È ufficiale: l’Unione europea ha dato il via libera alla più grande riforma dei diritti dei passeggeri aerei dal 2004. E se da Milano prendi un aereo di continuo — per lavoro o per staccare un weekend — è una di quelle notizie che ti conviene leggere fino in fondo.
Pensa al classico Linate-Roma delle 19: riunione finita di corsa, la voglia di tornare a casa e poi l’annuncio del ritardo. Il tempo è la cosa che facciamo più fatica a recuperare e ora, se te lo fanno perdere, qualcosa in cambio finalmente ti spetta.
Grazie alle nuove regole UE per chi vola ci sono tre cambiamenti che contano davvero: i rimborsi restano fino a 600€, i prezzi diventano finalmente trasparenti dal primo clic, e le famiglie non verranno più separate a bordo. E c’è già una data all’orizzonte.
Partiamo dai soldi, che non guasta mai.
Rimborsi fino a 600€: il diritto che le compagnie non sbandierano

La parte più discussa riguardava proprio i rimborsi, che diversi Stati volevano ridimensionare alzando la soglia oltre le tre ore. Alla fine, per fortuna, è passata la linea dei passeggeri.
Se il volo ritarda di oltre tre ore, resta il diritto a una compensazione tra i 250 e i 600€, in base alla distanza: 250 per le tratte fino a 1.500 km, 400 per quelle intermedie, 600 per le più lunghe. Vale anche per cancellazioni e overbooking, salvo circostanze eccezionali come il maltempo.
Tra le notizie per chi prende un aereo, è una di quelle che alla fine dell’anno fanno la differenza: è un rimborso che spetta già oggi, ma che in pochi richiedono. E ora le compagnie dovranno pure spiegarti come richiederlo, invece di sperare che te ne dimentichi.
Basta sorprese al momento di pagare un volo
Poi c’è la novità per chi vola spesso e da Orio al Serio o Malpensa colleziona voli low cost. La tariffa mostrata fin dalla prima ricerca dovrà comprendere un oggetto personale e una piccola borsa da tenere sotto il sedile, senza costi nascosti che spuntano solo alla fine.
In altre parole, addio ai prezzi-esca che sembrano imbattibili e poi si gonfiano di supplemento in supplemento. Chi parte leggero potrà sempre optare per una tariffa più bassa, ma la cifra reale dovrà essere sotto gli occhi sin dall’inizio. Il trolley grande resta invece a parte: quello le low cost potranno ancora farlo pagare.
Famiglie mai più separate a bordo
Buone notizie anche per chi viaggia con i più piccoli. Le compagnie non potranno più dividere i minori di 14 anni dall’adulto che li accompagna, e il posto accanto andrà assegnato gratuitamente.
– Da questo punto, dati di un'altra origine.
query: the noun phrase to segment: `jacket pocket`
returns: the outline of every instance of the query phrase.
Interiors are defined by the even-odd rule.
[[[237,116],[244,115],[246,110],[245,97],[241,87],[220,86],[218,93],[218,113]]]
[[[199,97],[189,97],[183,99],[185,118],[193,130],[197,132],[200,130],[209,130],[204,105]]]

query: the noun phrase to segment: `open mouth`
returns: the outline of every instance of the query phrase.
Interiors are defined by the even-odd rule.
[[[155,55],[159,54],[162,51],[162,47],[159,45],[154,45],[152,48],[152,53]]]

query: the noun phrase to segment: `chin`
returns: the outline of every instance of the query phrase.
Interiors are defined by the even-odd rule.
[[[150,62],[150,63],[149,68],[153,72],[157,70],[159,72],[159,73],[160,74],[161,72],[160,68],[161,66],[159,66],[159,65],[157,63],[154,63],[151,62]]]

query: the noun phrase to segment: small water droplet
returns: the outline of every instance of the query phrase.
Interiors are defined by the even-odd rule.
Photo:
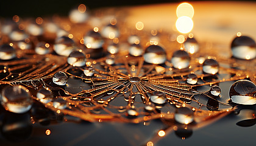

Finora quel supplemento oscillava spesso tra gli 8 e i 15€ a tratta: poco alla volta, ma su famiglie numerose e andata-ritorno diventava una voce di spesa significativa. La stessa tutela toccherà anche i passeggeri con disabilità o mobilità ridotta e le future mamme.
Quando potrai far valere questi diritti
Qui la doverosa nota di realismo, ma niente delusioni. Il Parlamento europeo ha già dato il suo assenso; adesso serve il via libera formale del Consiglio, previsto entro poche settimane, seguito dalla pubblicazione ufficiale. Solo a quel punto, dopo una fase di adeguamento, le regole entreranno pienamente in vigore: lo scenario più probabile è il 2027.
Vale però la pena conoscerle già adesso: chi decolla da Linate, Malpensa o Orio con un vettore europeo rientra a pieno titolo tra i tutelati, che si tratti di una trasferta di lavoro o di una fuga di due giorni a Lisbona.
Alla prossima prenotazione, insomma, quell’app che conosci a memoria avrà un asso in meno da giocarti contro. E per una volta, anche vista da Milano, l’Europa sta dalla parte di chi vola.